Where: -U FILE: The unicharset generated by unicharset_extractor. -D dir: Directory to write output files to. -F font_properties_file: (Input) font properties file, where each line is of the following form, where each field other than the font name is 0 or 1:'font_name' 'italic' 'bold' 'fixed_pitch' 'serif' 'fraktur' -X xheights_file: (Input) x heights file, each line is of the following form, where xheight is calculated as the pixel x height of a character drawn at 32pt on 300 dpi. [ That is, if base x height + ascenders + descenders = 133, how much is x height? ] 'font_name' 'xheight' -O FILE: The output unicharset that will be given to combine_tessdata(1).
So our command will be as follows:
shapeclustering -F tir.font_properties -U unicharset tir.Abyssinica_SIL.exp1.tr
ii. Run 'mftraining' - feature training for Tesseract. mftraining takes a list of .tr files, from which it generates the files inttemp (the shape prototypes), shapetable, and pffmtable (the number of expected features for each character). (A fourth file called Microfeat is also written by this program, but it is not used.) The synopsis is as follows:
mftraining -U unicharset -O lang.unicharset FILE...
Where: -U FILE: The unicharset generated by unicharset_extractor. -F font_properties_file: (Input) font properties file, where each line is of the following form, where each field other than the font name is 0 or 1:'font_name' 'italic' 'bold' 'fixed_pitch' 'serif' 'fraktur' -X xheights_file: (Input) x heights file, each line is of the following form, where xheight is calculated as the pixel x height of a character drawn at 32pt on 300 dpi. [ That is, if base x height + ascenders + descenders = 133, how much is x height? ] 'font_name' 'xheight' -D dir: Directory to write output files to. -O FILE: The output unicharset that will be given to combine_tessdata(1).
So our command will be as follows:
mftraining -F tir.font_properties -U unicharset -O tir.unicharset tir.Abyssinica_SIL.exp1.tr
This command creates the following files: pffmtable, inttemp and tir.unicharset
iii. Run 'cntraining' - character normalization training for Tesseract. 'cntraining' takes a list of .tr files, from which it generates the normproto data file (the character normalization sensitivity prototypes). The synopsis is as follows:
cntraining [-D dir] FILE...
Where dir is an optional which is directory to write output files to.
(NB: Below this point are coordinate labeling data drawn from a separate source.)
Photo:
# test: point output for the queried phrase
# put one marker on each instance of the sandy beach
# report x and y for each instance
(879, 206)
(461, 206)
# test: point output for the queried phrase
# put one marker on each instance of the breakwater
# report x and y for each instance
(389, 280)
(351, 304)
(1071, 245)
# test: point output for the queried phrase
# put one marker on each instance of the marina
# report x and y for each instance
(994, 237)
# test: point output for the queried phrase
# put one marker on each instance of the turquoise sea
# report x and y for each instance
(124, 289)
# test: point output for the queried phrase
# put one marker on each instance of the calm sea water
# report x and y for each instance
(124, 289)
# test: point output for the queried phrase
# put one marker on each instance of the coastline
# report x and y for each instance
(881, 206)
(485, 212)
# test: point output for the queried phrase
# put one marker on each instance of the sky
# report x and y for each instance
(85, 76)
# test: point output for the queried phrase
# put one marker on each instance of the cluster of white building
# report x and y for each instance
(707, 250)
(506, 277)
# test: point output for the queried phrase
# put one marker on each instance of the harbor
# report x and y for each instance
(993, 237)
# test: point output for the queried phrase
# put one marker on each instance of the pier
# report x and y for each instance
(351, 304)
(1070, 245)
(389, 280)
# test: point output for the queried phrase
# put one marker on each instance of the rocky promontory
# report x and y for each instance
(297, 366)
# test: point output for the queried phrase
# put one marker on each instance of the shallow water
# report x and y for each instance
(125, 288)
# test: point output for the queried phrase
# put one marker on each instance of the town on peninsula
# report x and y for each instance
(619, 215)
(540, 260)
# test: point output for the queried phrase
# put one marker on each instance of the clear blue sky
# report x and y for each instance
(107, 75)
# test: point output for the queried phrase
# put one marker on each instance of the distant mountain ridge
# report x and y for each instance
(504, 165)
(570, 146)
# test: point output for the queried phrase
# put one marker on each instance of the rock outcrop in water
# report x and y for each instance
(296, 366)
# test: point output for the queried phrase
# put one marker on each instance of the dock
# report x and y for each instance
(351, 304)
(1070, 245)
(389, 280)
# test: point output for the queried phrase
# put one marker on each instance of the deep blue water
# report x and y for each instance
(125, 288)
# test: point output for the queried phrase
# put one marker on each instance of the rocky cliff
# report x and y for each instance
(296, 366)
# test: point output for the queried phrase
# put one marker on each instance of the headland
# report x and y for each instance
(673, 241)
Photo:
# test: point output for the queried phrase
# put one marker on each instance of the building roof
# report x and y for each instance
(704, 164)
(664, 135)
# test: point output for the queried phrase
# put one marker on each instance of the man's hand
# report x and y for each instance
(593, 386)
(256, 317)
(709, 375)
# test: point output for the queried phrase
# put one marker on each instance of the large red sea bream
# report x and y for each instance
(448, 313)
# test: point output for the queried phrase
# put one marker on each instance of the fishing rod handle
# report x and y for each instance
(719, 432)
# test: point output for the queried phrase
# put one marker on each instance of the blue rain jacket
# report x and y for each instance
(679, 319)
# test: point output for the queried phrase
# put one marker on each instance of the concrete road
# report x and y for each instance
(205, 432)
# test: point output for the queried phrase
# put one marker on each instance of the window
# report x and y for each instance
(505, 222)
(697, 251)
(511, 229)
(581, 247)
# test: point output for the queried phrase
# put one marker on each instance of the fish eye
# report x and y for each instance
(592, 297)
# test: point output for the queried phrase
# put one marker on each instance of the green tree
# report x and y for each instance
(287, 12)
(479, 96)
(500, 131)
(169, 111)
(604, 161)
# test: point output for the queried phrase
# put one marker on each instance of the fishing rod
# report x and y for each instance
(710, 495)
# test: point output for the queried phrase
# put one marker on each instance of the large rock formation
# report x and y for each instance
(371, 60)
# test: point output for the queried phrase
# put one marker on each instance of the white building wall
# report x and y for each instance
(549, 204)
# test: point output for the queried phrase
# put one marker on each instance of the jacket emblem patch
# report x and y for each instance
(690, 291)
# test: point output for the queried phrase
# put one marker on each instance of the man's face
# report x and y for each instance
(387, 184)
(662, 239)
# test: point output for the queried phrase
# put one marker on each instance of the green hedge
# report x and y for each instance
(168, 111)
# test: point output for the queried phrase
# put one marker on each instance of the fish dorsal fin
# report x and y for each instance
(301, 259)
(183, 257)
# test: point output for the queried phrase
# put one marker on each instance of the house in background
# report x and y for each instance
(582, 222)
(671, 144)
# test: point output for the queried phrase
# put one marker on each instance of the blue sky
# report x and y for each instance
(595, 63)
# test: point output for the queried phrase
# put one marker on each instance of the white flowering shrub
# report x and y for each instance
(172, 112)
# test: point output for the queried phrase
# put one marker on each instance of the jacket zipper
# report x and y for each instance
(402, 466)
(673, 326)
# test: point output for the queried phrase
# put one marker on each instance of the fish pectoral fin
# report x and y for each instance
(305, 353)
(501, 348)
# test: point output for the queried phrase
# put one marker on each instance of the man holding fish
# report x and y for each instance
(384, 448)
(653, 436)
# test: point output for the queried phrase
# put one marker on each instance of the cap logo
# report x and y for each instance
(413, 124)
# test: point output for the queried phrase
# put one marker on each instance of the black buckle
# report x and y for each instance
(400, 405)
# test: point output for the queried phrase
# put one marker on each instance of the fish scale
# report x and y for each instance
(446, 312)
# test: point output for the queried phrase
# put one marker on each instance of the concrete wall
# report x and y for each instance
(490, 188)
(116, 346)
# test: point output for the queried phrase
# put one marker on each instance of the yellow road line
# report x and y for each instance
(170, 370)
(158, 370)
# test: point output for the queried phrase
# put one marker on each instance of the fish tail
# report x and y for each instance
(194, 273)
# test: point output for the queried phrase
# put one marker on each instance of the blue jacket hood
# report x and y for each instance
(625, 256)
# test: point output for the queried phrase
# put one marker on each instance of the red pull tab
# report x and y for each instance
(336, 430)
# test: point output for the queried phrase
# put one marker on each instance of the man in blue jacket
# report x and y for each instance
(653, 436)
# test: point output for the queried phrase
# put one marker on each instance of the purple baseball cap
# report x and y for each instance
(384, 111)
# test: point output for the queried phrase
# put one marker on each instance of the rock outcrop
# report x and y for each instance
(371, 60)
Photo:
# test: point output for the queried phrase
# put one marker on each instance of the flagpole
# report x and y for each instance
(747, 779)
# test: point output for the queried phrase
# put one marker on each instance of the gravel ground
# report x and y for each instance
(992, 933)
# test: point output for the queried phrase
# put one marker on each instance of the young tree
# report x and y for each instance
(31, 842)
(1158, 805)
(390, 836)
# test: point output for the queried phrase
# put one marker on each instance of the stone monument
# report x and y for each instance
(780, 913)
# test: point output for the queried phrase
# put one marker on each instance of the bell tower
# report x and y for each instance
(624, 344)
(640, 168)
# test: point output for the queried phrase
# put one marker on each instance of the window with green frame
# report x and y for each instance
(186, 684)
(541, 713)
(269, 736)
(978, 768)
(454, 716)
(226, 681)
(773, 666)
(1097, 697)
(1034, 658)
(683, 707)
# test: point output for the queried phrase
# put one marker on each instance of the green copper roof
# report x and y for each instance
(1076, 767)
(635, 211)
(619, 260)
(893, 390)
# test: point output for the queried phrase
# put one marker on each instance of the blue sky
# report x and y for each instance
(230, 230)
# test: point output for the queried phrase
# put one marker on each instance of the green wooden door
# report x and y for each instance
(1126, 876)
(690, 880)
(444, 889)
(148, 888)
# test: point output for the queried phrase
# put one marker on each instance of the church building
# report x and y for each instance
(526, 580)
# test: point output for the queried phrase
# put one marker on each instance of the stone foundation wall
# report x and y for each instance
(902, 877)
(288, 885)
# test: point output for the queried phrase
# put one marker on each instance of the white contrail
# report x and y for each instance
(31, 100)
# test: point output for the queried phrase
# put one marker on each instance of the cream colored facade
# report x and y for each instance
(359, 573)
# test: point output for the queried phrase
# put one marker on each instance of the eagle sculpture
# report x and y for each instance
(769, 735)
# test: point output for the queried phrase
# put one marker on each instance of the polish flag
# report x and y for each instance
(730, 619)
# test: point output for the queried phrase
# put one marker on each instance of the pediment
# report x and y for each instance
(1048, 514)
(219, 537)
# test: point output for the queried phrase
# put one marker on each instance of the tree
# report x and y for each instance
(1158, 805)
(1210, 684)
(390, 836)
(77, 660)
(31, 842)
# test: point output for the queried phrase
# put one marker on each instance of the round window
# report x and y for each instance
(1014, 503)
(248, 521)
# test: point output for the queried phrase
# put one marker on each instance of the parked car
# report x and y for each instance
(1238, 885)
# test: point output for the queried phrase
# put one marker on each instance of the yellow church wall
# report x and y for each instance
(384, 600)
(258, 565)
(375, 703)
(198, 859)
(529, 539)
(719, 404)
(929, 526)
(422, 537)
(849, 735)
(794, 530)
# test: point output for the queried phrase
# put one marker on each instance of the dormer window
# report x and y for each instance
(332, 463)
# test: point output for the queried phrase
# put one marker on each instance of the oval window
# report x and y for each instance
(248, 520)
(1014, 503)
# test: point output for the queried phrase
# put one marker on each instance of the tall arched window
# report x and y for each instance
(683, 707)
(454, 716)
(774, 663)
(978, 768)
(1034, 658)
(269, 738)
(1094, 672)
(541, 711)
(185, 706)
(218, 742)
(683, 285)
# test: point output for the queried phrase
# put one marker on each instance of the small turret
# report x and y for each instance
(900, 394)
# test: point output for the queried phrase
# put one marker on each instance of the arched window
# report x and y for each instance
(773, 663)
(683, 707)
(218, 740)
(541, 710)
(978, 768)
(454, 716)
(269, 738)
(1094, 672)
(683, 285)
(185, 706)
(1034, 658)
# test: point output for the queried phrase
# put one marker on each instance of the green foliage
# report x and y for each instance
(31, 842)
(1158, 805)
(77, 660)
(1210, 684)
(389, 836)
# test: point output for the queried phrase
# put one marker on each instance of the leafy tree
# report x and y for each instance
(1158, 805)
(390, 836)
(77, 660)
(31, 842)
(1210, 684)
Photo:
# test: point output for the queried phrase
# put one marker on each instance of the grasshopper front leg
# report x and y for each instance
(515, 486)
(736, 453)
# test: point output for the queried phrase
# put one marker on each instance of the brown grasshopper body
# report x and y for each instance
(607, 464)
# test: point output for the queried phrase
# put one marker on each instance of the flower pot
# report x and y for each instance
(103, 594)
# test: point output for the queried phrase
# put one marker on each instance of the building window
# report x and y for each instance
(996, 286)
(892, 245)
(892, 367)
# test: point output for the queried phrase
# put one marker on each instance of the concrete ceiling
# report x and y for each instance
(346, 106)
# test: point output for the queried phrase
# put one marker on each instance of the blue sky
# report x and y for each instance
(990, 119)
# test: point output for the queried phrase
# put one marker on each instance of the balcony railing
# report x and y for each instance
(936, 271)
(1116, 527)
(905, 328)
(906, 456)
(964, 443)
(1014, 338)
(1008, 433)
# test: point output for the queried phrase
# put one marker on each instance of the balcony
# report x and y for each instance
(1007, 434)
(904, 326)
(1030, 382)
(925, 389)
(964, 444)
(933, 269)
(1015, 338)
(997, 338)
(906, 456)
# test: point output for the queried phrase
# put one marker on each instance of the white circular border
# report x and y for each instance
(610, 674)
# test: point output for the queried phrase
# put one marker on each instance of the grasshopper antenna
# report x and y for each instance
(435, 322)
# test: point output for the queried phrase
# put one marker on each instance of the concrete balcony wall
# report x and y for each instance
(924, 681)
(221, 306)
cntraining tir.Abyssinica_SIL.exp1.tr
This command creates normproto file.
iv. Rename files Now rename all files created by mftrainig and cntraining (add the prefix tir)
mv inttemp tir.inttemp
mv normproto tir.normproto
mv pffmtable tir.pffmtable
mv shapetable tir.shapetable
v. Create tir.traineddata file Finally combine tessdata using the following command
combine_tessdata tir
This command creates the tir.traineddata file.